THE DOUBLE-DIGIT rise in house prices in Dublin is masking falls in every other party of the country, according to the 2013 report from the country’s largest property website.
Daft.ie’s House Price Report shows that the average national asking price is now €171,000 a rise of 0.2 per cent from the beginning of the year and the first rise over the course of a year since 2007.
This is still down from 55 per cent at the peak of the property bubble and Daft says that Dublin’s performance – with prices rising 11 per cent in the year – masks annual falls of 4 per cent in Galway, 6 per cent in Cork, 7 per cent in Waterford and 12 per cent in Limerick.
Overall, prices outside of the capital fell by 6 per cent. This is the smallest decline in give years. Asking prices in the so-called commuter belt counties changed by less than one per cent over the course of the year.
Daft spokesman Kieran Harte said that the the “tale of 2013″ was the lack of supply in sales, rental and shared accommodation in the capital.
“This lack of accommodation across all sectors has had a major influence in Dublin’s asking prices returning to 2007 percentage increases,” he said.

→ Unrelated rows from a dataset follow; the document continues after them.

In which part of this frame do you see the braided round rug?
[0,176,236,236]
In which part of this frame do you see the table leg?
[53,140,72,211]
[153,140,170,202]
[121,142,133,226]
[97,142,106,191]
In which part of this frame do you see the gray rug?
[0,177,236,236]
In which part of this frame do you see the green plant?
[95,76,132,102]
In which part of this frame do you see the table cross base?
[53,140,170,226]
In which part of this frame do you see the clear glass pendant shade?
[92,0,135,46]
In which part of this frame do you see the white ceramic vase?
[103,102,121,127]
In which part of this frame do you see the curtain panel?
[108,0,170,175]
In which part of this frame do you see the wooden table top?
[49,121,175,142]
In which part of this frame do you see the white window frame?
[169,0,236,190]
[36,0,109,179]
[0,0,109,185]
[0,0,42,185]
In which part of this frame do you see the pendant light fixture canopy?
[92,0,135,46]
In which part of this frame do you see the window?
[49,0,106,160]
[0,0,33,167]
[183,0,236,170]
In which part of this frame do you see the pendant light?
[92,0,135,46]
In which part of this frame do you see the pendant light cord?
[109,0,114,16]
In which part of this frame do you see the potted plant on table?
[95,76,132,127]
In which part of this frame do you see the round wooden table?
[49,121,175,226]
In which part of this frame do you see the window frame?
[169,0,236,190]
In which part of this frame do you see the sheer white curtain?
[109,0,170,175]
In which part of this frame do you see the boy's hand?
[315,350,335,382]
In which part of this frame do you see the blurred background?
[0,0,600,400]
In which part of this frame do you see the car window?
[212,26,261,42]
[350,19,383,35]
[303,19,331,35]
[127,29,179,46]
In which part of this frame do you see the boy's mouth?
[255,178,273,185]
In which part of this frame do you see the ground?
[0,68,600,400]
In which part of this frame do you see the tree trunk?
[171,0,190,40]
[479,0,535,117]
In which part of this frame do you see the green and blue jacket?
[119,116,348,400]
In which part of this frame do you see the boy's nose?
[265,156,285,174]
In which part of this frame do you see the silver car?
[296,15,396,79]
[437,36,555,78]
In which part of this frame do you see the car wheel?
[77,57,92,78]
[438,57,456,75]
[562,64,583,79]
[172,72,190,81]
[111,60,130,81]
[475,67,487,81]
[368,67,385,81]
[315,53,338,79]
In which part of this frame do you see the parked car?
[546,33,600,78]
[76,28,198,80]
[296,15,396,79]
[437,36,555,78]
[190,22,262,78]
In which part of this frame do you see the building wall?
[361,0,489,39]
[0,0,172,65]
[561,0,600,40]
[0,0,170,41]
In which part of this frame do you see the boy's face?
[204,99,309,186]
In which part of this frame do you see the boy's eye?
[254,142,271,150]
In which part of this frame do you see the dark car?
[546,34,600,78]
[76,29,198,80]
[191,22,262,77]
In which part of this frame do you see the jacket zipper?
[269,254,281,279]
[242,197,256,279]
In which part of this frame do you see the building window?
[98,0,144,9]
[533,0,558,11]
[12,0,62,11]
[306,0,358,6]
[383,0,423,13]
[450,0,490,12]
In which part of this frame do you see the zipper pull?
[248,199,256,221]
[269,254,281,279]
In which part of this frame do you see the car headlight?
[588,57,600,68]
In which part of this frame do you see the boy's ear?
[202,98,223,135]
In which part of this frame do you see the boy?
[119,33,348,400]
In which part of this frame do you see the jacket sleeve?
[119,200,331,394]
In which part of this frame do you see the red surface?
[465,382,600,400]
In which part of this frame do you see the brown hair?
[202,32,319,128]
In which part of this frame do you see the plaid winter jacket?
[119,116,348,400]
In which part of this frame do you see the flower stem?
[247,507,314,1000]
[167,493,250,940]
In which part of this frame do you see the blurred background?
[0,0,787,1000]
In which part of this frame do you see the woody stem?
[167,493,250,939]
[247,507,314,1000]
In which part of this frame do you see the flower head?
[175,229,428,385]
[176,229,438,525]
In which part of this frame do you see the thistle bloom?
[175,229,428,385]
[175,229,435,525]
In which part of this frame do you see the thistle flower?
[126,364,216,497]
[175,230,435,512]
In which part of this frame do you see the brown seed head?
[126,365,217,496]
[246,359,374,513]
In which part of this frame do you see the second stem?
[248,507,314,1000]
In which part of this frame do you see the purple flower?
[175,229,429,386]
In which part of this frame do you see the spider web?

“The only solution is to begin planning and building new accommodation in the capital which will cater for the demand created by the creation of jobs there.”
Daft’s chief economist Ronan Lyons said that that solution to rising house prices in Dublin is to tax empty or derelict sites, a measure being considered by Dublin City Council and supported by current Lord Mayor Oisín Quinn.
“There is plenty of scope for increasing housing supply in the capital, once we as a society not only make better use of empty sites, but are also prepared to re-designate land so that it can be used more effectively and facilitate building up where it pays off,” he said.
Daft.ie is part of the Distilled Media Group. Journal Media Ltd has shareholders – Brian and Eamonn Fallon – in common with Distilled Media Group.